Gardening is especially suited to Americans. It permits American individualism and self-reliance to thrive, and it also allows for creativity. Producing a successful, well-arranged garden is artistry. But because gardening is the ultimate challenge, it remains popular because it satisfies the American desire to compete. The competition works on levels from the spiritual to the frivolous. A gardener competes with the mystery of birth. A seed is planted in the dark soil, appearing at its own secretly appointed time, beginning anew the cycle of the seasons and philosophically the cycle of birth, growth, death, and growth again. The gardener competes with the elements and unpredictable weather conditions. Both drought and excessive rain can damage a crop; hail storms can beat plants into the ground; strong winds can bend and break plants. The gardener is at the mercy of insects and plant diseases, competing by means of the miracle of chemicals or age-old methods of outwitting his adversaries. And the gardener competes with himself--with his accomplishments in last season's garden.

Gardening in the Americas began with the Indians in North, Central, and South America. Three of the most popular garden items in the United States are indigenous to Central and South America: corn, called maize by the American Indians; tomatoes, called tomatl or xtomatl by the Mayans 8 and potatoes, called papas by the pre-Inca Indians of the Andes mountains. 9 North American settlers, beginning with the Pilgrims, brought European seeds and cultivation methods with them, but gardening began here long before their arrival, and it began elsewhere in the world long before that.

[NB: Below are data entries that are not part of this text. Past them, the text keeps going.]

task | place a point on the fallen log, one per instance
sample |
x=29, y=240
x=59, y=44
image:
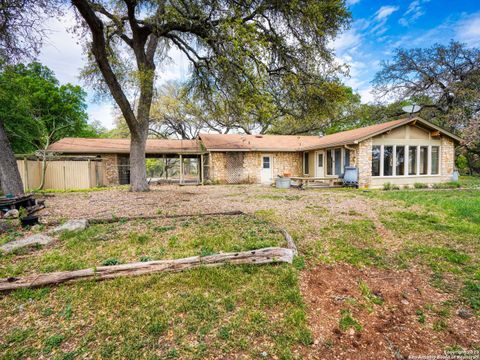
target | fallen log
x=260, y=256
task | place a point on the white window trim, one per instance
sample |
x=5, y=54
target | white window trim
x=303, y=164
x=407, y=161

Gardening as people currently define it has a long ancestry, reaching back to the Middle East, where the first plots of what can be called cultivations appeared. According to Anthony Huxley in An Illustrated History of Gardening, the earliest cultivators apparently lived around Jericho in Palestine about 8000 B.C. The cultivation of such plots seems to have evolved both from the wild grains, which grew in the area, and from seeds and pits casually spat out or dropped by persons having eaten wild fruits. These seeds eventually reappeared as trees, growing within the areas of habitation and leading finally to selected planting of grains and fruit trees as well as seeds collected from wild plants. Gardens then moved throughout the Middle East and eventually to Europe through Greece. Huxley approximates the dates for organized cultivation in Greece at sometime before 6000 B.C.; in Egypt and Crete, 5000 B.C.; China, 5000 B.C., and in South America, 2500 B.C.

Gardening even has its own folklore and its own heroes, such as Johnny Appleseed, Luther Burbank, George Washington Carver, and Euell Gibbons, to name a few.

Most newspapers, even weeklies, have a regular gardening column, and many general interest magazines also feature gardening articles. But when a subject is on both video and audio, its time in popular culture has come.